6/3/2020

Unusual Observations

An implicit assumption made when fitting a regression model is that all observations should be equally reliable and have approximately equal role in determining the regression results and in influencing conclusions.

  • A leverage point is an observation that is unusual in the predictor space.

  • An outlier is an observation whose response does not match the pattern of the fitted model.

  • An influential observation is one that causes a substantial change in the fitted model based on its inclusion or deletion from the model.

    • An influential observation is usually either a leverage point, an outlier, or a combination of the two.

Leverage

What is leverage

  • The fitted value \(\hat{y}_i\) is a linear combination of the observed \(Y\)

  • \(h_{ii}\), the \(i\)th diagonal element of \(H\)

  • \(h_{ii}\) is the weight of observation \(y_i\) in determining the fitted value \(\hat{y}_i\)

  • The larger is \(h_{ii}\), the more important is \(y_i\) determining \(\hat{y}_i\)

  • \(h_{ii}\) measures the role of the \(X\) values in determining how important \(y_i\) is in affecting \(\hat{y}_i\)

Properties of Leverage

  • \(h_{ii}\) is called the leverage value of the \(i\) th observation.
  • Sometimes we write \(h_{ii}\) as \(h_i\)
  • \(0\leq h_{ii}\leq 1\)
  • \(\sum h_{ii} = p\)
  • \(h_{ii}\) is a measure of distance between the \(X\) values for the \(i\)th observation from the mean of the \(X\) values of all \(n\) observations.

Effect on variance

\[var(\hat{\epsilon}) = (I-H)\sigma^2\]

  • \(var(\hat{\epsilon}_i) = (1-h_{ii})\sigma^2\)

  • As \(h_{ii}\to 1\), \(\hat{y}_i\to y_i\)

Identifying leverage points

The leverage values are the diagonal elements of the hat matrix \(H=X(X^T X)^{-1} X^T\).

The \(i\)th leverage value is given by \(h_i=H_{ii}\), the \(i\)th diagonal position of the hat matrix.

A half-normal plot of the leverage values can be used to identify observations with unusually high leverage.

  • A half-normal plot compares the sorted data against the positive normal quantiles.

Rule of Thumb

  • A leverage value \(h_i\) is usually considered large if it is more than twice as large as the mean leverage value.

Steps

The steps are:

  • Sort the data: \(h_{[1]} \leq \dots h_{[n]}\) .
  • Compute \(u_i=\phi^{-1} \left(\frac{n+i}{2n+1}\right)\).
  • Plot \(h_{[i]}\) versus \(u_i\).

The leverage points are the points in the plot that diverge substantially from the rest of the data.
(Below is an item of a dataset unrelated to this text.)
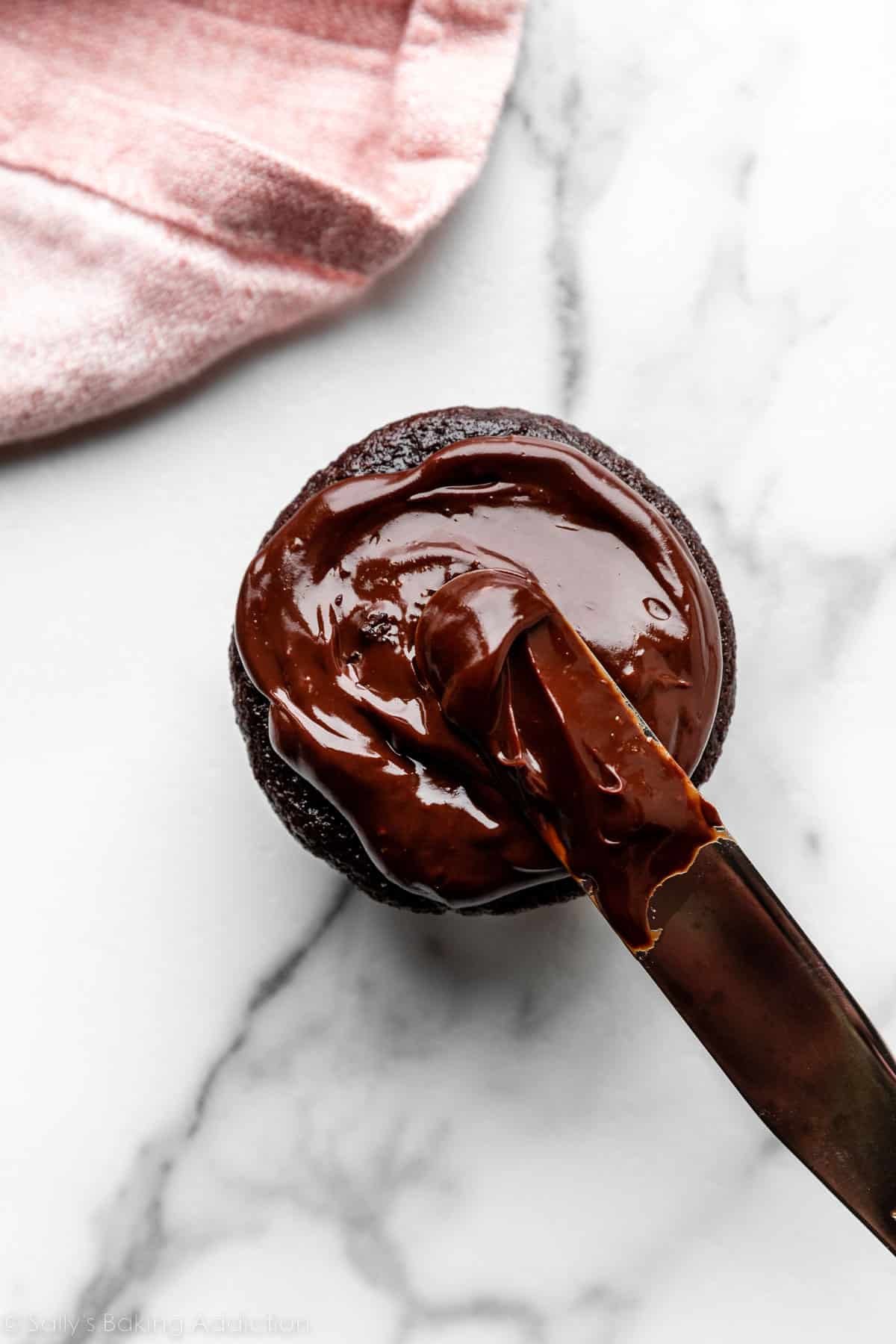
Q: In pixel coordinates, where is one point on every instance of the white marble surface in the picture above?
(233, 1089)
If the half-normal plot is approximately a straight line of points, then there are no leverage points. If the half-normal plot looks like a hockey stick, then the points on the blade are leverage points.

Visual

y[15] = y[15] + 12

Index Plot

An index plot of the leverage values can also be used to identify leverage points.
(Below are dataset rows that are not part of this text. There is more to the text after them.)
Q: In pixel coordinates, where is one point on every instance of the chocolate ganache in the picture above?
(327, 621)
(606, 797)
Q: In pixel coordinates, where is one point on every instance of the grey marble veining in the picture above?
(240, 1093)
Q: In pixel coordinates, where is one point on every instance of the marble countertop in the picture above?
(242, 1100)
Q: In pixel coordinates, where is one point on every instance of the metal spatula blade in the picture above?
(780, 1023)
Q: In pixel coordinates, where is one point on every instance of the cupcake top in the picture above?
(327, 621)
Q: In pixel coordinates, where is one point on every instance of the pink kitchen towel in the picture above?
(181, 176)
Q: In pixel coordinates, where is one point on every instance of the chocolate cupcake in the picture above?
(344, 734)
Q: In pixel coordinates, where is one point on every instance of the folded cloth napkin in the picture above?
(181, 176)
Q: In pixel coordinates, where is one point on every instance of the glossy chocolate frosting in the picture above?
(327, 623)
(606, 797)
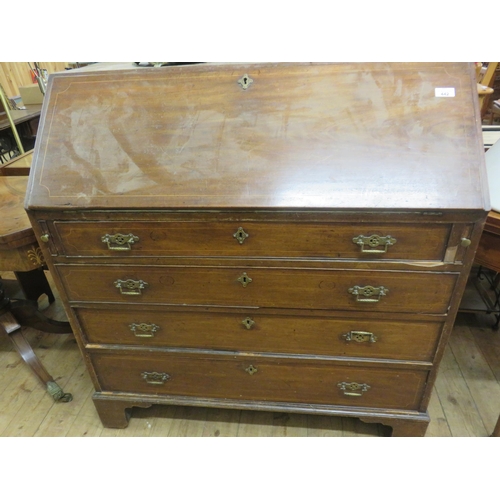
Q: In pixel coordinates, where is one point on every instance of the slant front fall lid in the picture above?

  • An index plot plots the statistic of an observation versus its observation number.
  • You want to focus on observations where the statistics are large or small relative to the other values.

The car::infIndexPlot function can be used to generate index plots related to many influence-related statistics.

Savings Example

Consider the savings data frame in the faraway package that includes 5 savings-related variables in 50 countries averaged over the period 1960-1970. Fit the model regressing sr on the other four variables. Are there any leverage points?

Savings Example

data(savings, package = 'faraway')
lmod = lm(sr~.,data = savings)
n = nrow(savings)
u = (n+c(1:n))/(2*n+1)
plot(u, sort(hatvalues(lmod)), xlab = 'Half-normal quantile', ylab = 'leverage')

Using faraway package

countries <- row.names(savings)
faraway::halfnorm(hatvalues(lmod), labs = countries, nlab = 2, ylab = "leverage")

Index Plot

car::infIndexPlot(lmod, vars = "hat")

Outliers

Identifying Outliers

An outlier is a point that does not fit the current model.

  • An outlier is context specific! An outlier for one model may not be an outlier for a different model.

Leave-one-out statistics are statistics computed from the model fitted without the ith observation.

  • \(\hat{\beta}_{(i)}\) is the vector of leave-one-out estimated coefficients.
  • \(\hat{\sigma}_{(i)}\) is the leave-one-out estimate of the error standard deviation.
  • \(\hat{y}_{(i)}\) is the leave-one-out fitted value for the ith observation.
  • The \((i)\) means that these statistics were estimated for the model fitted without the ith observation.

Identifying Outliers

If the leave-one-out residual (deleted residual) \(y_i-\hat{y}_{(i)}\) is large, then observation \(i\) is an outlier.

  • The OLS residuals may not be suitable for identifying outliers since truly influential observations will pull the fitted model close to themselves, making the residual smaller.

When the model is correct and \(\epsilon∼N(0,\sigma^2 I)\), the externally studentized residual

\[t_i = \frac{y_i -\hat{y}_{(i)}}{\hat{\sigma}_{(i)}\sqrt{1+x_i^T\left(X_{(i)}^TX_{(i)} \right)^{-1}x_i}} \sim T_{n-p-1}.\] We can calculate a p-value to assess whether observation \(i\) is an outlier.

Bonferonni Correction

If performing multiple hypothesis tests at level \(\alpha\), the probability of making at least one type I error will be more than \(\alpha\). We must adjust the level of each test so that overall (familywise) type I error rate is satisfied. Suppose we want a level \(\alpha\) test for \(n\) tests, i.e., we want P(no type I errors in \(n\) tests)=\(1-\alpha\).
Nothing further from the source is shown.